Dyslexics often have low self-esteem. Sometimes that makes family matters worse. If you're dyslexic, you may not cooperate if you feel sad or angry. You may think, “What's the use? Nothing I do is good enough anyway!”
Family members can help to change that. They should try to boost your confidence. You are not doomed to failure. You can learn to cope with your problems, and you can succeed. But your family may need to remind you of that at times. Here are some ways to help improve your self-esteem:
Know Your Strengths and Weaknesses:
- Pursue your strengths. If you're a gifted artist, take art classes. If you're a great athlete, join a team. If you're great with people, volunteer or get a job at a school or hospital.

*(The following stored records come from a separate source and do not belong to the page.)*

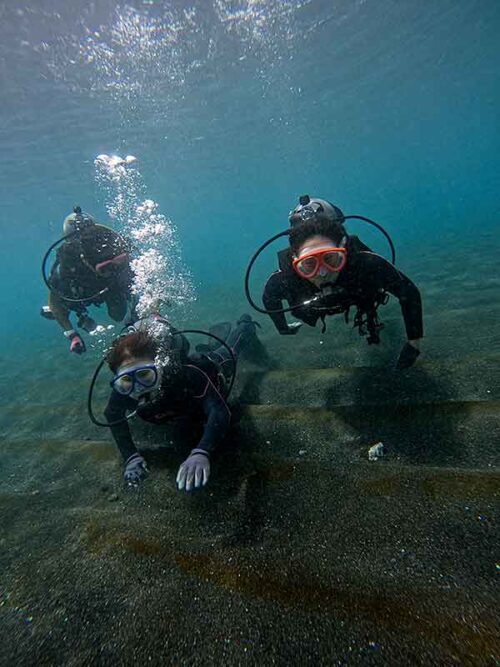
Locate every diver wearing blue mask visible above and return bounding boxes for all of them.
[105,315,257,491]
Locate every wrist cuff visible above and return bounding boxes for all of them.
[189,447,210,459]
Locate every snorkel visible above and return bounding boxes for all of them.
[244,195,396,315]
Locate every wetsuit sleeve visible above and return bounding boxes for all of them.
[262,271,288,333]
[198,383,231,454]
[373,255,424,340]
[104,391,137,461]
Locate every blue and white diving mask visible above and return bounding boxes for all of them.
[110,362,161,400]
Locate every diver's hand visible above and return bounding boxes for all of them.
[123,454,149,489]
[64,329,87,354]
[175,449,210,491]
[396,341,420,371]
[280,322,303,336]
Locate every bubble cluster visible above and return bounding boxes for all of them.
[94,154,195,317]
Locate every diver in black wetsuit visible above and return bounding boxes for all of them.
[40,206,135,354]
[262,196,423,369]
[105,315,258,491]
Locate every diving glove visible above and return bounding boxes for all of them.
[280,322,302,336]
[175,449,210,491]
[396,343,420,371]
[64,329,87,354]
[123,454,148,488]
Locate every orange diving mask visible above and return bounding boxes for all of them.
[292,248,347,280]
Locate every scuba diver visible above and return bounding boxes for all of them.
[99,315,261,491]
[40,206,135,354]
[245,195,423,369]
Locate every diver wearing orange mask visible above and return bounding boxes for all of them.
[261,195,423,369]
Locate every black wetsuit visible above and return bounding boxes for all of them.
[50,225,133,310]
[262,237,423,343]
[105,317,255,461]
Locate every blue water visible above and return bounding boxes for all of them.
[0,0,500,352]
[0,0,500,664]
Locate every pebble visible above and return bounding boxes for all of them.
[368,442,385,461]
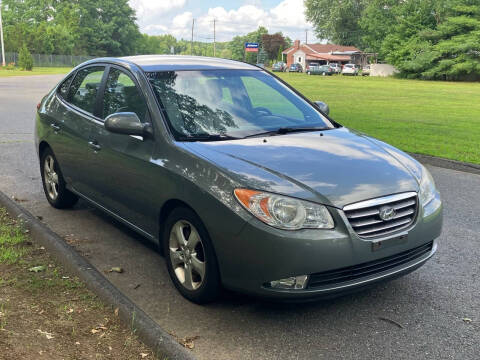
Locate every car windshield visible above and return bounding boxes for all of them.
[147,70,334,140]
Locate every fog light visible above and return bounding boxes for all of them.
[270,275,308,290]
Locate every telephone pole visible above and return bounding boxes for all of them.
[0,1,6,67]
[190,19,195,55]
[213,19,216,57]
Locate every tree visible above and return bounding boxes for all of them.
[18,44,33,71]
[304,0,368,47]
[398,0,480,80]
[262,33,287,60]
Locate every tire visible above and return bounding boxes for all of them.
[162,207,221,304]
[40,148,78,209]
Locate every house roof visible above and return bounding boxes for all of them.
[306,54,350,61]
[282,44,361,55]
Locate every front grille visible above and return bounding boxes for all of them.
[343,192,418,239]
[308,241,433,288]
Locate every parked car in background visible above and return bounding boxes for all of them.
[272,61,287,72]
[35,55,442,303]
[362,65,371,76]
[328,63,342,74]
[342,64,358,76]
[307,65,333,76]
[288,63,303,72]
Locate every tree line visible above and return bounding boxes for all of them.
[2,0,291,62]
[305,0,480,80]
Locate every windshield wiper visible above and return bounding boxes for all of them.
[178,134,240,141]
[244,127,330,138]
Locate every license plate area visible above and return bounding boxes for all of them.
[371,233,408,251]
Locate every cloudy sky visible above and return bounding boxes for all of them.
[130,0,316,43]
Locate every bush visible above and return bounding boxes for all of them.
[18,44,33,71]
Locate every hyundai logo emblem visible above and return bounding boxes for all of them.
[379,206,397,221]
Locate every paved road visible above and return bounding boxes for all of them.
[0,76,480,359]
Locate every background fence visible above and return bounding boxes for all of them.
[5,52,95,67]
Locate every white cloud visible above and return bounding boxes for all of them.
[130,0,314,42]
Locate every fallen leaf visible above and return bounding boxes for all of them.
[28,265,46,272]
[108,266,123,274]
[37,329,53,340]
[180,335,200,350]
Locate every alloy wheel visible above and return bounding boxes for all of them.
[169,220,206,291]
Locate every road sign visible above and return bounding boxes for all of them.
[245,43,258,52]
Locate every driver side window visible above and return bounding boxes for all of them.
[103,67,147,122]
[242,76,304,120]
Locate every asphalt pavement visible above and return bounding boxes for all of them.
[0,75,480,360]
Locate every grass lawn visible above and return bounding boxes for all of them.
[277,73,480,164]
[0,208,154,360]
[0,66,72,77]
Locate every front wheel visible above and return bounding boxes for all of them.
[163,207,221,304]
[40,148,78,209]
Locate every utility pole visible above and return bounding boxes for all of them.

- Get help in your areas of weakness (from teachers, friends, professionals).
- Find out more about dyslexia so that you can gain the perspective you need to understand your difficulties and be able to explain them to others.
Speak to a Couselor or Therapist if:
- You find that your feelings of sadness or anger get in the way of work and fun.
- You have difficulty sleeping or sleep more than usual.
- You lose your appetite or eat more than usual.